Throughout his career, Depardieu has worked with revolutionary filmmakers such as François Truffaut, Agnès Varda, Marguerite Duras, Jean-Luc Godard and Claude Chabrol – and their collaborations are bound to be caught up in the row. As Le Figaro recently wrote, the Depardieu affair threatens to pull apart the “great family” of French cinema. The danger is that the younger generation will want nothing to do with its parents’ era – and that many great movies may be shunted into obscurity as a result.
More problematic, perhaps, is Depardieu’s continued involvement in new acting projects. He can be seen, for instance, as bulky Inspector Maigret in a recent adaptation of the Georges Simenon detective novels that recently launched on Prime Video. Netflix, meanwhile, is still streaming Marseille, its first French-language original production, in which he stars. Approached this week by The Independent about its stance on Depardieu, Netflix did not comment.
Some will argue they have no need to distance themselves from him. After all, French president Emmanuel Macron last month described him as “a great actor who makes France proud”, and said there was no question of taking away his Legion of Honour. Some of the actor’s contemporaries, including Charlotte Rampling and Carole Bouquet, signed a letter in his support. His champions are defending him on artistic grounds – but are showing an obvious tone-deafness in doing so. What they’re conspicuously failing even to acknowledge is the suffering and humiliation of his alleged victims.
As the controversy over the actor rumbles on, battle lines are being drawn across generational and gender divides. “The pro-Depardieu camp are seen by most everyone else in France as these kind of old, past-it boomers who love their sexual prerogative to run around abusing everyone they want,” US journalist Alexandra Marshall claimed in a recent edition of Air Mail’s Morning Meeting podcast. On the other side of the debate, she said, were “the younger more responsible people of today who are greatly affected by #MeToo and want people to remember that art is not an excuse to abuse women”.

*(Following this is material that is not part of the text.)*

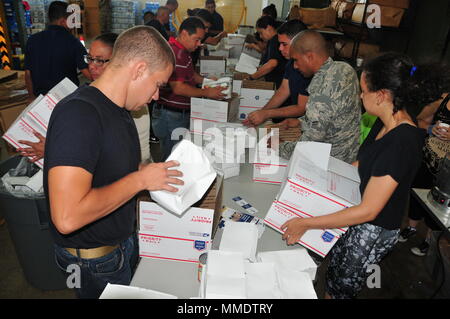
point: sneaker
(154, 140)
(421, 250)
(406, 233)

Depardieu has a knack of wrong-footing his critics. A decade ago, I attended a late-night press conference on a Cannes beach for Abel Ferrara’s 2014 feature Welcome to New York. This was the notorious film in which he starred as a powerful politician accused of raping a maid in a New York hotel. At the time, there was another media storm around him – because he had been cosying up to Russian president Vladimir Putin and had recently accepted Russian citizenship. Memories were also still fresh of him urinating publicly in a plane in 2011.

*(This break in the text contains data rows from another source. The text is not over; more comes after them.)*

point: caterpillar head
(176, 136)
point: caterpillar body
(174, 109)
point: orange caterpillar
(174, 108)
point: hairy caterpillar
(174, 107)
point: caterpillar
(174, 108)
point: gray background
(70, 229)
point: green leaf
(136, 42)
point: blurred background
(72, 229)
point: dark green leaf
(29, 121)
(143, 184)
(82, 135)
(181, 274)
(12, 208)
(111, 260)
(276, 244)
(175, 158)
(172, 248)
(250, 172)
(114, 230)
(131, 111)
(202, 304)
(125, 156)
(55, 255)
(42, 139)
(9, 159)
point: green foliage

The journalists in attendance didn’t know what to expect, but Depardieu soon had them eating out of his hand. He came across as gracious, charming, articulate, and very deferential to his co-star, Jacqueline Bisset, who played the wronged wife. It was impossible to reconcile the man in front of us with the ogre then being portrayed in the media. This was the actor in violinist mode.
But Depardieu has always been a contradictory figure, trailing chaos in his wake. “My biggest battle is my excessiveness,” he acknowledged early in his career. Even on screen, he is drawn to extreme roles, such as the 1976 film The Last Woman, in which he is shown sawing off his own penis. Off screen, he has continually behaved as if normal social constraints simply don’t apply to him.
There is a reason Depardieu doesn’t have a Hollywood career. During the early 1990s, a huge controversy exploded over what the US press called his “very sordid past” after he allegedly admitted to Time magazine that he had “participated” in rapes as “part of my childhood”. His 1991 biographer Marianne Gray reported that two of his most famous films, Green Card and Cyrano, were boycotted even then. Depardieu subsequently accused Time of mistranslating the quote, insisting that he had admitted only to having witnessed rapes.
This is why it’s so important that he is held to account now. He may be one of French cinema’s greatest and most versatile talents, but that doesn’t give him a licence to abuse. The myth that his excesses somehow feed his brilliance can’t be allowed to stand.